We can now see that we have 1 document loaded in the doc variable

In [None]:
len(doc)

In [None]:
# Chunk the documents into 200 character chunks using langchain's text splitter "RucursiveCharacterTextSplitter"
text_splitter = RecursiveCharacterTextSplitter(chunk_size=200, chunk_overlap=0)

In [None]:
# split_documents produces a list of all the chunks created
chunks = [p.page_content for p in text_splitter.split_documents(doc)]

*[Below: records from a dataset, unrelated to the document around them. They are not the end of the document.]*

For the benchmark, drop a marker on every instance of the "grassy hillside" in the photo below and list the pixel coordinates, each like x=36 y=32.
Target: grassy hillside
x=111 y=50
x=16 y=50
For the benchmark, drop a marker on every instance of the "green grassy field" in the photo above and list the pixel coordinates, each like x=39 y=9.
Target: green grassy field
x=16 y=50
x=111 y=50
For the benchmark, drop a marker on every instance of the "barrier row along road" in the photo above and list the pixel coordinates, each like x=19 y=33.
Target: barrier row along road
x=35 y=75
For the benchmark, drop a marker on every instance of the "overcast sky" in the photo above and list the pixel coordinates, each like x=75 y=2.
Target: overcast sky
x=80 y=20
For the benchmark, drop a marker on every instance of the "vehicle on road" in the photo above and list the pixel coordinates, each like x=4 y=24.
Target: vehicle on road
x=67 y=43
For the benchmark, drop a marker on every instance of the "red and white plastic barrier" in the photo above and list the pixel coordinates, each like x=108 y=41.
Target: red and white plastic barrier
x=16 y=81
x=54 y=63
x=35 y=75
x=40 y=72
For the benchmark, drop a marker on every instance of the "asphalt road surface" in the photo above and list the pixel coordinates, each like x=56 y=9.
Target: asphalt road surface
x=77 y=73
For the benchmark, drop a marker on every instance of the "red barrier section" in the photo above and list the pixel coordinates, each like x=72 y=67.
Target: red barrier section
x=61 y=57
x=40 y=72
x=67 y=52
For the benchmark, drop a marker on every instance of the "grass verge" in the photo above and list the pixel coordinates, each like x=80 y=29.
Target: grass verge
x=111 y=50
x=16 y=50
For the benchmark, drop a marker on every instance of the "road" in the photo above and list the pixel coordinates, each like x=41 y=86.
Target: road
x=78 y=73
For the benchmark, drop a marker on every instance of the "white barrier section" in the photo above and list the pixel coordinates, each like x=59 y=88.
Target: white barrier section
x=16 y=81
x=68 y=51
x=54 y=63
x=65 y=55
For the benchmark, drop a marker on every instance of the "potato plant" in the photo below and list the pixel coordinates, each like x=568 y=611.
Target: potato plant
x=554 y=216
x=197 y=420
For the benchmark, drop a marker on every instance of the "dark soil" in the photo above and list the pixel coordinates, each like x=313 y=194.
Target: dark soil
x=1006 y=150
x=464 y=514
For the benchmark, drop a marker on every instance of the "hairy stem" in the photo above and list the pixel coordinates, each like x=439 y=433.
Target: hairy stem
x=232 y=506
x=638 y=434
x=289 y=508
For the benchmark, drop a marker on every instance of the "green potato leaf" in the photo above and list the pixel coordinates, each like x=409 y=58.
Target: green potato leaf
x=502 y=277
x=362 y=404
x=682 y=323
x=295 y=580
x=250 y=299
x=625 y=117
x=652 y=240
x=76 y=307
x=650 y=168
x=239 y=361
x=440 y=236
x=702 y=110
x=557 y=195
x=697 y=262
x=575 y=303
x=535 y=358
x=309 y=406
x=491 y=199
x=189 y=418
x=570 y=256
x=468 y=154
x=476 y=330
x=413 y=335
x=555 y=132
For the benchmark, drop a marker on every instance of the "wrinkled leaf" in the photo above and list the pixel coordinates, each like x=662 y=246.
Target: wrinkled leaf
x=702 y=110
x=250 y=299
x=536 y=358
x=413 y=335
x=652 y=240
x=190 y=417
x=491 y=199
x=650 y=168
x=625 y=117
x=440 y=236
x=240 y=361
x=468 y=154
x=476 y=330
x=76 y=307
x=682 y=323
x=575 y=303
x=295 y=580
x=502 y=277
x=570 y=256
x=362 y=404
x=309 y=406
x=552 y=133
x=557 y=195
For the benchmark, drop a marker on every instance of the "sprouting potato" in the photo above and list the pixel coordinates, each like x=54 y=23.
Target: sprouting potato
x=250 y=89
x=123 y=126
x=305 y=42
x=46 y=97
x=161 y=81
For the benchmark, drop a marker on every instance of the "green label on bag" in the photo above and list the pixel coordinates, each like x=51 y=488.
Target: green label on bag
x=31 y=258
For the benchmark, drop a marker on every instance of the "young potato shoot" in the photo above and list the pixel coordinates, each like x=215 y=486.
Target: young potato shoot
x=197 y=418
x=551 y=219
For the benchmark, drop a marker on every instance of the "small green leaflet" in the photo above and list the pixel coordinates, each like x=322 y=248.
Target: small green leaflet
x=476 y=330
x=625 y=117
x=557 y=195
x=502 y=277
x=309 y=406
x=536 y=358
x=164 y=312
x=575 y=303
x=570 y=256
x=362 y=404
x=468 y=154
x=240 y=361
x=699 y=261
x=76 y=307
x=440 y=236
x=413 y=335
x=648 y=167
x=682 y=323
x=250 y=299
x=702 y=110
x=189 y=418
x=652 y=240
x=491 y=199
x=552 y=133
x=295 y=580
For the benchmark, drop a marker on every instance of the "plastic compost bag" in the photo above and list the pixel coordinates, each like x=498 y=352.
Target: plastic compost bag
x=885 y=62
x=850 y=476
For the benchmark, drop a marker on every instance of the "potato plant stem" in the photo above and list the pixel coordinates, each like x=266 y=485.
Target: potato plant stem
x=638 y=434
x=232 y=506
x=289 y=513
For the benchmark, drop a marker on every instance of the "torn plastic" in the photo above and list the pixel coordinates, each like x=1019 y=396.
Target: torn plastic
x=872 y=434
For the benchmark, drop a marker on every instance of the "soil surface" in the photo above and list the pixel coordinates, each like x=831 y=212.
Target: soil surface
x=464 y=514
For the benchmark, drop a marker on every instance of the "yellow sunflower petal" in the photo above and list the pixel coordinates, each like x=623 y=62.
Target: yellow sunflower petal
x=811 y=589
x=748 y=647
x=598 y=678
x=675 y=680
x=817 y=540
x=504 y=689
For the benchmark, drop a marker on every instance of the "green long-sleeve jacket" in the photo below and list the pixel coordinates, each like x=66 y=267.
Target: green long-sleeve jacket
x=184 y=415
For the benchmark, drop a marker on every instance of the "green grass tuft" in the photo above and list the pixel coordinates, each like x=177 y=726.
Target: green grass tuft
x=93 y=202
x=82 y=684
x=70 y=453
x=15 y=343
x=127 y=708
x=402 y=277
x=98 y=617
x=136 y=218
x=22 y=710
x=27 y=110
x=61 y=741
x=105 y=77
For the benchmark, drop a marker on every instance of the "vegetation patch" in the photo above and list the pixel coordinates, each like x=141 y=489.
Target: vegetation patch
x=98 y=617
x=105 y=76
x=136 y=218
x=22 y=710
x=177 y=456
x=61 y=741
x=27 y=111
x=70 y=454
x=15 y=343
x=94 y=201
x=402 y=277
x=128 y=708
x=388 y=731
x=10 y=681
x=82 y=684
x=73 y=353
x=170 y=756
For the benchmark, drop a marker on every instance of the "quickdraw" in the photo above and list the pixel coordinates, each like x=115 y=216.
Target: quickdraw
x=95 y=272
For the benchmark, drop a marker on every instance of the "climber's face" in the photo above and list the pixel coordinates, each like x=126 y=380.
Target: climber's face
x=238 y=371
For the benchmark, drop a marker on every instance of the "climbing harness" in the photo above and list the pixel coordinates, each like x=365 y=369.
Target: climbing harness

The single document is now split into many chunks

In [None]:
len(chunks)

In [None]:
tokenized_chunks = []
for chunk in chunks:
  inputs = tokenizer(chunk, padding=True, truncation=True, return_tensors="pt")
  tokenized_chunks.append(inputs)

Show first chunk of State of Union speech

In [None]:
chunks[0]

Show the token that was made from this chunk.

In [None]:
tokenized_chunks[0]

Interesting detail: Unless you force it to split at a specific boundary, the `RecursiveCharacterTextSplitter` class from LangChain attempts to split at an 'acceptable' boundary. This results in chunks that are about the size of our chunksize.

Here we see the length of the first chunk

In [None]:
len(chunks[0])

But you can see that not all the chunks are the same size!

In [None]:
for chunk in chunks:
  print(len(chunk))